She spotted him walking home from school and honked. There goes Sam, she thought. I wonder if he had a good day at school.
The slow realization she wasn't even driving took three steps to fructate. First, her hand rolled out from under her head. She opened her eyes. Then, she saw the smoke. She felt the heat. Her house was on fire.
Three days later, she thought, There goes Sam. He's walking home from school and he doesn't know what's in store. She pulled into a driveway in front of his path. "Sam. I had a dream this happened. My home was destroyed in a housefire."
"Get the fuck out of my head, Sam." Her eyes opened. She grabbed for the comfort blanket; home. It had all been a dream.
She had fallen asleep stoned and left the coffee pot on. She didn't even know why she bothered turning it off. It was designed with safety in mind. Like a condom she wore on her head to keep ill wills out, she read the warning label, her head leaned against the refrigerator:
TURN OFF WHEN NOT IN USE
Her son, Sam--what would he think when they opened the gift shop? Would he know it was a front?
Was he even their son? He was so strange.
Sam adapted well to working at the store. His grand schemes for improving profits seemed to bring the family together. He questioned rarely the extra business going on with his adopted parents. He was easily pacified with simple answers to explain the extra cash and the strange hourly work schedule.

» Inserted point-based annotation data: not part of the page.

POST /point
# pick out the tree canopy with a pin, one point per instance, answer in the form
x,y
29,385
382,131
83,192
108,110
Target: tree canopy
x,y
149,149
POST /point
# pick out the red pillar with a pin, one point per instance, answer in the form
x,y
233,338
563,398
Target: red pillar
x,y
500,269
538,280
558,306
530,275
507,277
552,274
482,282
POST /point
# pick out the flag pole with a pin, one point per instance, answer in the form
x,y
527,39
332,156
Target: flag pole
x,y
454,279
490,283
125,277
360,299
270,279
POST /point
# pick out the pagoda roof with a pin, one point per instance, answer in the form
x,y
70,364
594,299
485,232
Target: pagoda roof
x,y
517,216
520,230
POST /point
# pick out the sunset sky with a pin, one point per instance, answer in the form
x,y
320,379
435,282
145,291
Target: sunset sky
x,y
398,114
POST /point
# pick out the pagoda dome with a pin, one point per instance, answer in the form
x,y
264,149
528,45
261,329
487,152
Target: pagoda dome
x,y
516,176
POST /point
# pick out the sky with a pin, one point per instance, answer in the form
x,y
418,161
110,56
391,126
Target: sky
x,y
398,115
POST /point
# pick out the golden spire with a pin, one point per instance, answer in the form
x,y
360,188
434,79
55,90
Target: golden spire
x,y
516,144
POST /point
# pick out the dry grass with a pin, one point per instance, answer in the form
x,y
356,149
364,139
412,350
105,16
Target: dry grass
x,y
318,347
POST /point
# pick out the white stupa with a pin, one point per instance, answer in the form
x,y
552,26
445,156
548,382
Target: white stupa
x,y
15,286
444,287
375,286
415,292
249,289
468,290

In two years, all meth production had stopped. Her house hadn't burned up. Sam was buying his parents' business. Sam graduated. But she wondered, falling asleep, stoned as hell; Did we deserve Sam?

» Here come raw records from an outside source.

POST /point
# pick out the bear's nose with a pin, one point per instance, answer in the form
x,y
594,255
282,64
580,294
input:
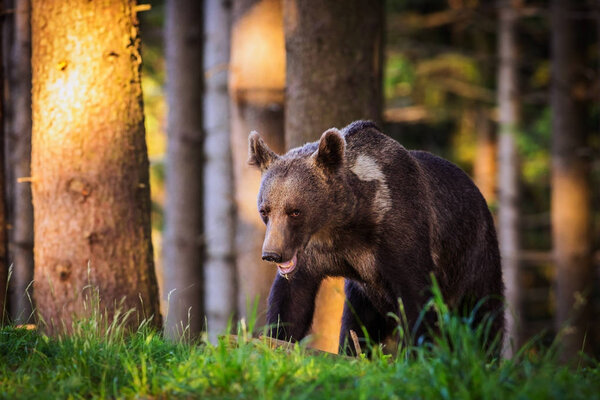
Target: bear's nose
x,y
271,256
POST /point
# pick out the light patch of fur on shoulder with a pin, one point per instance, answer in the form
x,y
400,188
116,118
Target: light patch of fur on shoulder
x,y
367,169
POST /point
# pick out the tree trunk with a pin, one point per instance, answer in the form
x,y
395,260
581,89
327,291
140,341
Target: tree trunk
x,y
183,248
18,142
485,168
3,221
219,217
508,169
570,205
333,77
91,194
256,84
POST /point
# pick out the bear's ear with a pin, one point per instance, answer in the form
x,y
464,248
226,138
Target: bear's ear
x,y
259,153
330,155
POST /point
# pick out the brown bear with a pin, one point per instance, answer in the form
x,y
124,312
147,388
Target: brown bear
x,y
357,204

Sam, having found an escape in drugs, nearly lost the business. He went to his mother and asked what kept her going through the first years of their first gift shop. She said something he never forgot.
"Sam, I need to tell you the truth. Our gift shop was a front for us to continue doing drugs after the arrest. We thought we were going to jail, and we needed a cover. We lost all our friends, and we had to do something. You're the reason we succeeded. It's because of you that we got off drugs."
Sam knew it, but he didn't; he knew everything but the truth. He apologized for not finding out sooner, and went to work that day with a grave new understanding of the nature of his adoption.
He burned their house down, and made it look like a meth lab explosion. He said, "I believe they didn't mean any harm," to the police. And he began his nightly ritual of burning weed, and inhaling the fumes, until he fell asleep... dreaming of his real parents...
"Get the fuck out of my head, Sam!"
The story is about a dreamer, Sam. I began by trying to get out of (or into) the head of an irresponsible mother. She foreshadows the ending in her dreams, which are caused by Sam.
Sam was adopted by his extended family. His biological parents were arrested, and his adopted parents were in the same shit. He saves them by taking an interest in their business.
Sam literally dreams for his adopted mother. He's got psychic powers, man. But he becomes a monster and burns his adopted parents' house down. Sam is forced to live in a nightmare, so he gives people nightmares.